Why does torch.max use so much GPU memory?

I tried to use torch.max on a [1000, 1000, 3, 256] tensor along the dim=2, but got the CUDA out of memory error. Why does torch.max use so much GPU memory?

Code:

import torch
a = torch.rand(1000, 1000, 3, 256).cuda()
b = a.max(dim=2)[0]

And the error message:

RuntimeError: CUDA out of memory. Tried to allocate 15.26 GiB (GPU 0; 23.70 GiB total capacity; 5.72 GiB already allocated; 13.82 GiB free; 5.72 GiB reserved in total by PyTorch)

The tensor a uses 2.8G memory, but torch.max requires 15.26GB memory.

Very interesting, I can reproduce this on 3080 and a recent build.

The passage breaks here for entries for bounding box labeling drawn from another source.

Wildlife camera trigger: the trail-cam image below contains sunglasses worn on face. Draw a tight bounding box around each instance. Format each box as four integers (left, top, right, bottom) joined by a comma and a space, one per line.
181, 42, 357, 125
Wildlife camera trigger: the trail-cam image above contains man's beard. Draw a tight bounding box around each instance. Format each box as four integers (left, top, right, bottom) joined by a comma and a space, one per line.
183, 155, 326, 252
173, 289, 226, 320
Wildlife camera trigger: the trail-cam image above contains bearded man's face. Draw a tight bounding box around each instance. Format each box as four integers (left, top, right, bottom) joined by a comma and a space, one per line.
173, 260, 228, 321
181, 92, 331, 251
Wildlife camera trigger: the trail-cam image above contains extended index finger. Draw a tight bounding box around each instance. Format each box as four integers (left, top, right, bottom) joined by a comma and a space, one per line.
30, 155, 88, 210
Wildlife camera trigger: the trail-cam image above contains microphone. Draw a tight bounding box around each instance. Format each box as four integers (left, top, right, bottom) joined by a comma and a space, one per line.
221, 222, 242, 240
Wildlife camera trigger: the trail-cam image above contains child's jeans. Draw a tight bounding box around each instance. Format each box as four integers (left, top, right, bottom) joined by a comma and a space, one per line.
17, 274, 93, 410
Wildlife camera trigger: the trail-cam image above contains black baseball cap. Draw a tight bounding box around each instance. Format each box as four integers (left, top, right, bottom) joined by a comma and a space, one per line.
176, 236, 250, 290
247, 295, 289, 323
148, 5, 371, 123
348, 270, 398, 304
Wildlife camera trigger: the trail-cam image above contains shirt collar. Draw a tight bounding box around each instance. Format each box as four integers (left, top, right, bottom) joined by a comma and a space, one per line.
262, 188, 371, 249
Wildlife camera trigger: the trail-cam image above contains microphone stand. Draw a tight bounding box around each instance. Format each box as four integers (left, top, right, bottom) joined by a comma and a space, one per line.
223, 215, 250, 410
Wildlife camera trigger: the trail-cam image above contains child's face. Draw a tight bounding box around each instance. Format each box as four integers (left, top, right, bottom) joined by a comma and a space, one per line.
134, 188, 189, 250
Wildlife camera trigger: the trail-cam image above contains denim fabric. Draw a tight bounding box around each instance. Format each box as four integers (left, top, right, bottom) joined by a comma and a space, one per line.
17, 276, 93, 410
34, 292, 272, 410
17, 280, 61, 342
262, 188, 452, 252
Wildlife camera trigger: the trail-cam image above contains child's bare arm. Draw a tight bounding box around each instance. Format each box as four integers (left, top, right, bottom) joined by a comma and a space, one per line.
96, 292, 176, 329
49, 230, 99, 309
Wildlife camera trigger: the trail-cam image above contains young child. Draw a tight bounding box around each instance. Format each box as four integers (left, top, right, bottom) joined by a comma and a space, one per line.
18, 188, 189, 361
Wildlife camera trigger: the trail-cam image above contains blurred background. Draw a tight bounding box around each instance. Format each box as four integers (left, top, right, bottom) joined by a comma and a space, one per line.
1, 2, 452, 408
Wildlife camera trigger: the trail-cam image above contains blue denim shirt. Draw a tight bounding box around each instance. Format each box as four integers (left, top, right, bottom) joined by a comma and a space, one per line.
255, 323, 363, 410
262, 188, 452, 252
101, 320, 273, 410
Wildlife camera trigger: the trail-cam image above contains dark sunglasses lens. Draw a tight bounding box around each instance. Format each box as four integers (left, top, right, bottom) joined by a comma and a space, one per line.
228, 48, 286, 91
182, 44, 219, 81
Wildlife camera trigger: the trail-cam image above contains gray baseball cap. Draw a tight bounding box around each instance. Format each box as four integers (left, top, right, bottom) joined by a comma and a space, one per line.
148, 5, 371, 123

I’ll see if I can find more about the underlying cause.

We’ve opened an issue for this:
min/max require a huge allocation on GPU · Issue #63869 · pytorch/pytorch (github.com)

For now, if you don’t need to use the indices, a workaround would be to use amax rather than max here:

import torch
a = torch.rand(1000, 1000, 3, 256).cuda()
b = a.amax(dim=2)

Yes, amax uses less memory, but it is much slower during training.